We have deep knowledge and experience with visa options for companies, investors, and extraordinary or exceptional individuals such as TN, E-2, H-1B, L-1, J-1, PERM, EB, NIW, P, and O visa filings.
We have represented healthcare systems (J-1 waivers for physicians and H-1B cap-exempt filings), universities (professors and students), manufacturing and engineering companies, (IT, engineering employees) agricultural enterprises, financial and investment companies, applied research institutions, and small businesses, among others.
Generally, immediate family members such as parents, minor children, and spouses have faster immigration options than siblings and adult (but unmarried) children. The degree of relationship often affects when your relative will receive a green card. The timing also depends upon the intending immigrant's country of origin, the relationship, and the sponsor's immigration status.
When planning an immigration strategy for family members, we suggest working with an experienced immigration lawyer as soon as possible.
Whether you are already married or thinking of becoming engaged, we can help you and your fiancee or fiance prepare and document your immigration application. We also explain the processing timeline, the best filing strategy, and what to expect for fees and costs.
U.S. immigration law provides several paths to obtaining lawful permanent resident (LPR) status, and ultimately, citizenship through naturalization. A green card, technically, is evidence of lawful permanent resident status. Depending on your particular situation, you may be able to "adjust" your current immigration status to that of an LPR while you are in the U.S. or obtain an immigrant visa at a U.S. embassy abroad.
It is extremely important to work with an experienced immigration lawyer to ensure that every step of the immigration process fits into a successful, long-term immigration strategy. One small mistake along the way, can have devastating and permanent consequences.
"Work visas" are not an immigration status. There really is no such thing as a work visa. It is not its own separate status or document. Instead, think of the concept of a "work visa" this way: a foreign national is authorized to work in the U.S. only if the person's visa status permits it.
That means, for example, that U.S. law does not allow someone coming to the U.S. as a tourist to work. Even if the tourist completes the work permit (employment authorization document/EAD) application on the USCIS website and pays the fee, USCIS will process the form, deny the EAD, and keep the fee. USCIS will not approve an application for an EAD based upon a B visitor visa or ESTA. Visitors cannot work while in the U.S. and cannot apply for an EAD.
It also means, for example, that someone who is in H-1B status is automatically work-authorized because they hold H-1B status. This is a visa status that the employer files on behalf of a temporary foreign worker. Neither the employer nor the H-1B worker needs to apply for an EAD because the USCIS-approved H-1B status automatically authorizes employment.
U.S. Immigration law provides for employment authorization in very specific situations. It specifies what type of employment authorization a particular visa category holder must have. We can assist you in determining the best visa category for yourself or your employees
Many people coming to the U.S. do so by interviewing and obtaining a visa at a U.S. consulate in their home countries. They attend either an immigrant visa or a nonimmigrant visa interview. Student visas, visitor visas, H-1B and L-1 visas, or investor visas like the E-2 visa are all nonimmigrant, or temporary visa statuses.
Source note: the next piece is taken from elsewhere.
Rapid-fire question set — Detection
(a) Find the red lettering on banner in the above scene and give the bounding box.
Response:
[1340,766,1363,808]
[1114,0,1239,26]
People seeking to come to the U.S. permanently and obtain LPR status will attend an immigrant visa interview. Upon approval and entry into the U.S., the immigrant will receive an actual green card in the mail at his or her new residence in the U.S. that is evidence of LPR status.
The U.S. requires that most people who enter the U.S. have a visa issued by a U.S. consulate or possess an approved ESTA application. Even if you plan to only be in the U.S. temporarily, check with us to ensure that you obtain the proper entry documents.
If you are already in the U.S., as an F-1 student, for example, and your employer submits an H-1B lottery registration for you, you will change your status from an F-1 OPT student to an H-1B without leaving the U.S.
If you do travel out of the U.S. you would have to obtain an actual H-1B visa stamp in your passport to return to the U.S. Once you have the visa, you may be able to revalidate it without leaving the U.S. prior to its expiration date. The State Department has reinstated stateside visa revalidation after a 20-year lapse.